Texas is ready and more than able to meet this critical moment for improving health care access and outcomes in our rural communities. Texas will collaborate with rural hospitals, Federally Qualified Health Centers, and other providers across the state, using the funding from this program “to reach residents in 100% of Texas’s rural counties and make rural Texans healthy again.” In its application, “Rural Texas Strong: Supporting Health and Wellness,” Texas is prioritizing the following areas:

·     Reducing chronic disease;

·     Increasing remote patient monitoring;

·     Deploying artificial intelligence and telehealth services to bridge service gaps;

·     Recruiting and retaining rural health care workers;

·     Improving cybersecurity to protect patient data; and

·     Upgrading equipment in rural hospitals and clinics.

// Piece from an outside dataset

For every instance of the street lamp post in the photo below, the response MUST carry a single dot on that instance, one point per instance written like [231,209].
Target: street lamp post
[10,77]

These are worthy and significant goals that closely align with the strategic goals laid out by CMS, and they can be achieved with the necessary funding. 

As you consider state applications, we ask that you ensure an appropriate balance in funding distribution and consider the increased need of a large, rural state like Texas to ensure we can make critical improvements in health care for rural Texas communities. Thank you for your careful attention to these concerns.